Qamco (Qatar Aluminium Manufacturing Company) has reported the highest half-yearly net profit of QR288mn at the end of June 30, 2021, reporting more than 19-fold jump year-on-year.
The substantial improvement in the net profitability was on account of the improved global aluminium prices, linked to macro-economic recovery and supply constraints
Qamco's share of revenue from the joint venture (Qatalum) amounted to QR1.35bn in the first six months of this year.
Its share of Ebitda (earnings before interest, taxes, depreciation and amortisation) from the JV stood at QR558mn, with an Ebitda margin of 41.72% in the first half (H1) of 2021 against 27.9% in the year-ago period.
"We benefited from a strong sequential macroeconomic recovery coupled with supply constraints, which translated into healthier demand for our premium products, resulting in an improved set of financial results, since Qamco’s incorporation," said Abdulrahman Ahmad al-Shaibi, chairman of Qamco.
While macro-conditions remained buoyant, it continued to rely on core business values, flexibility of operations, supported by efficient supply chain and persistent cost optimisation efforts, he added.
"Going forward, our competitive advantages coupled with our operational excellence, would position us better for our long-term goals,” he said.
Qamco’s JV continued efforts to manage its controllable cost via optimisation programme.

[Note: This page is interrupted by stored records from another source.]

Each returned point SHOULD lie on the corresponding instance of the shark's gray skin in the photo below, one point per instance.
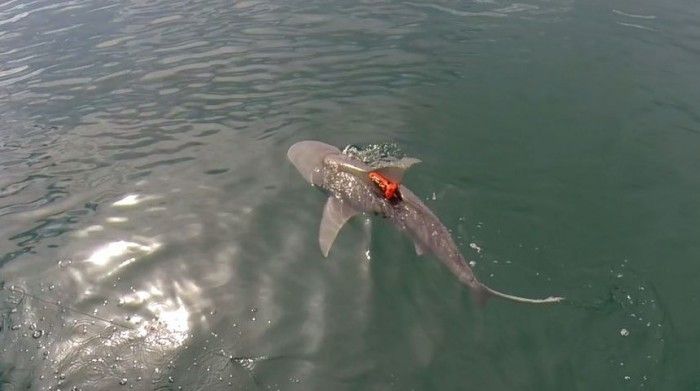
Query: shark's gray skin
(351, 191)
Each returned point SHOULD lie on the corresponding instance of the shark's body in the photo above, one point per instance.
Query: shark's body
(351, 191)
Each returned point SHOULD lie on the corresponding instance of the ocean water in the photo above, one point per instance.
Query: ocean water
(153, 234)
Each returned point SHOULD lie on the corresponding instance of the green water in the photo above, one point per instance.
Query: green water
(143, 181)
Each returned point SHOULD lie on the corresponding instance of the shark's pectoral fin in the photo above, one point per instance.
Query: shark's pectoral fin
(396, 171)
(335, 214)
(419, 248)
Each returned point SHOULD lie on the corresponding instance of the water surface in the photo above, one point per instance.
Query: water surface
(144, 187)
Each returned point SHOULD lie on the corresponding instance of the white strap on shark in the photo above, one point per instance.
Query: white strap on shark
(396, 171)
(335, 214)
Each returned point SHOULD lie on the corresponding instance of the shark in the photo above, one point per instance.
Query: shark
(354, 187)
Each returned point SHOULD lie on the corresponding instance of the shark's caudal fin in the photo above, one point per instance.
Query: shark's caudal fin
(483, 293)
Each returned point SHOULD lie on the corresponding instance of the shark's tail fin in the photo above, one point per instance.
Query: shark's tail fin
(483, 293)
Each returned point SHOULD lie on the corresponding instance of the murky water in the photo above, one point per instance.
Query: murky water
(154, 236)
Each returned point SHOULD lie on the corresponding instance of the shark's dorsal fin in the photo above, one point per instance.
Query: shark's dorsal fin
(396, 171)
(335, 214)
(419, 249)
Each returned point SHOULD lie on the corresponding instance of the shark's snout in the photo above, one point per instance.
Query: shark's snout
(307, 157)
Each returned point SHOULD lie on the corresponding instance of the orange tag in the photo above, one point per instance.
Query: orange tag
(390, 189)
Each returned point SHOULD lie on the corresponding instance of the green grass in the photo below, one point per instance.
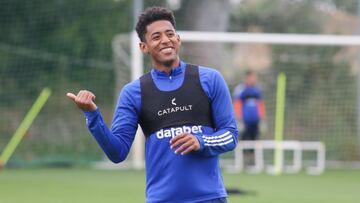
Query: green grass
(86, 185)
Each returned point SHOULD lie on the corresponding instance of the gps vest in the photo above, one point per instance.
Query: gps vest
(187, 105)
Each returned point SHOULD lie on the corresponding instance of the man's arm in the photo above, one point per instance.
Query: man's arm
(115, 143)
(225, 136)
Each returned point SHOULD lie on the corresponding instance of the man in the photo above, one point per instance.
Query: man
(249, 106)
(185, 112)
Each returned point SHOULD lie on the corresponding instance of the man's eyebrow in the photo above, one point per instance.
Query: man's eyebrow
(158, 32)
(155, 33)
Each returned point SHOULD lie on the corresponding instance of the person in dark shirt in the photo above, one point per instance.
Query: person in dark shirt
(249, 106)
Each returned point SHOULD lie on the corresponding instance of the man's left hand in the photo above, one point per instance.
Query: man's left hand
(184, 143)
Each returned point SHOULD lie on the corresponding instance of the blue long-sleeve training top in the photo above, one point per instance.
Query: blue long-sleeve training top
(171, 177)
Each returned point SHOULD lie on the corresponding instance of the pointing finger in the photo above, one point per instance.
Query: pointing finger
(71, 96)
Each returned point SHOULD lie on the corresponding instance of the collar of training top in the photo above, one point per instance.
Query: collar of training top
(174, 72)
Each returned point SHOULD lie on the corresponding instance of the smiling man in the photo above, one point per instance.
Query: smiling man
(185, 112)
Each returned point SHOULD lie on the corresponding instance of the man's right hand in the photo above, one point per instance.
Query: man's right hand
(84, 100)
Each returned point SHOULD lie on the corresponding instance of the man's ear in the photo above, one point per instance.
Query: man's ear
(143, 47)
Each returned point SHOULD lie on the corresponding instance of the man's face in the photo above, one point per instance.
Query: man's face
(162, 43)
(251, 79)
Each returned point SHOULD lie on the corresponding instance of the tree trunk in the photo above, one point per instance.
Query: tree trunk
(206, 15)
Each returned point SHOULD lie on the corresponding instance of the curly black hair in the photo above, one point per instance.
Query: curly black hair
(151, 15)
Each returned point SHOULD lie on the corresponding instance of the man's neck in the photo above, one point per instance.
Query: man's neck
(167, 69)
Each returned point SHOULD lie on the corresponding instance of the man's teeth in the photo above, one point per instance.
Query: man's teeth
(166, 49)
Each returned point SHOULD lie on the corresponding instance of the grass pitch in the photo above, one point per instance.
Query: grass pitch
(93, 186)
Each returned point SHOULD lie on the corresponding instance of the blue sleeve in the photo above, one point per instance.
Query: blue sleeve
(116, 142)
(225, 136)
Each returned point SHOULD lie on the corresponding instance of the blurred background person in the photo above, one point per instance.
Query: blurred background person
(249, 110)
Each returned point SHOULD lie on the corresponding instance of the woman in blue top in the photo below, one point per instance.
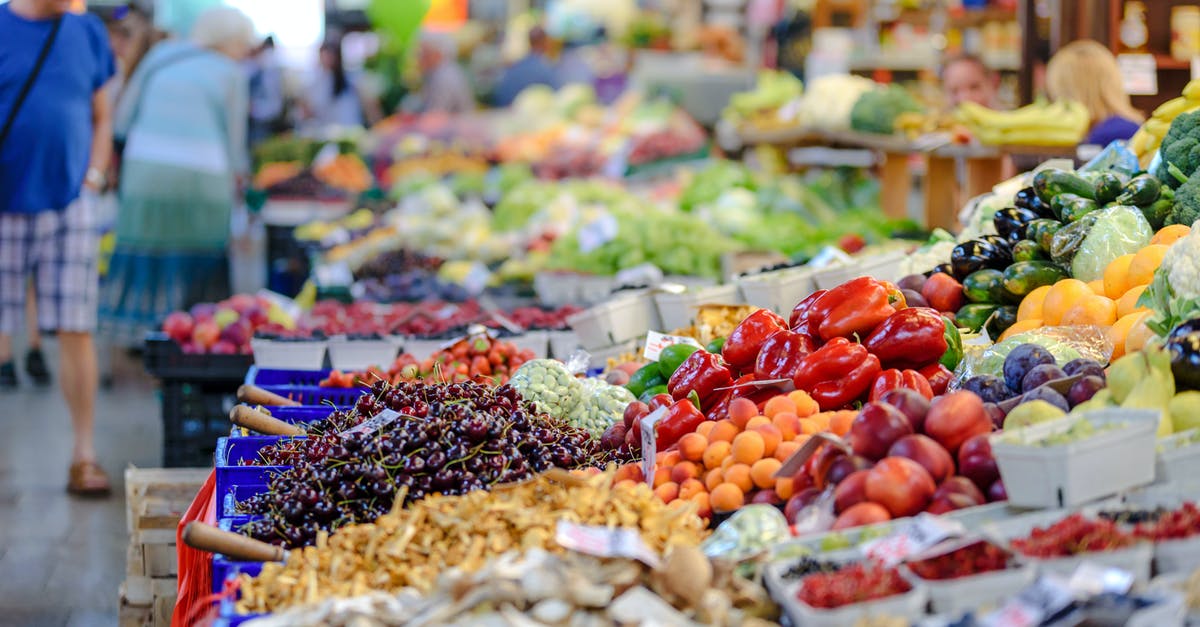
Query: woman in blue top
(183, 117)
(1085, 71)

Until H1, 2021, the JV’s realised cost savings were "in excess of expectations", via higher throughput and lowered operating cost expenditures, which reflected positively on JV’s operating cost base, while keeping the JV on the lower side of the cost curve among global peers.
Qamco's improved financial results were largely attributed to an overall growth in average realised selling prices in comparison to H1, 2020. The average realised selling price witnessed 26% increase and contributed QR292mn positively to the net profit in the review period.
Although sales volumes were slightly lower than last year, Qamco’s JV was successful in selling 100% of value-added products (VAP), and there were no sales of standard ingots during the current year. The shift from sales of standard ingots to VAP supported the positive trajectory of Ebitda margins.
The cost of goods sold for H1, 2021 remained low on a yearly basis on account of lower manpower cost and favourable inventory movements, which however were partially offset by higher raw material costs.
On overall basis, the decline in cost of goods sold contributed QR22mn positively to Qamco’s net profits in H1, 2021.
The group's financial position continued to remain robust with the liquidity position at the end of June 30, 2021 reaching QR812mn in form of cash and bank balances (including proportionate share of cash and bank balances of the joint venture).
During H1, 2021, Qamco’s JV generated share of operating cash flows of QR393mn, with a share of free cash flows of QR276mn.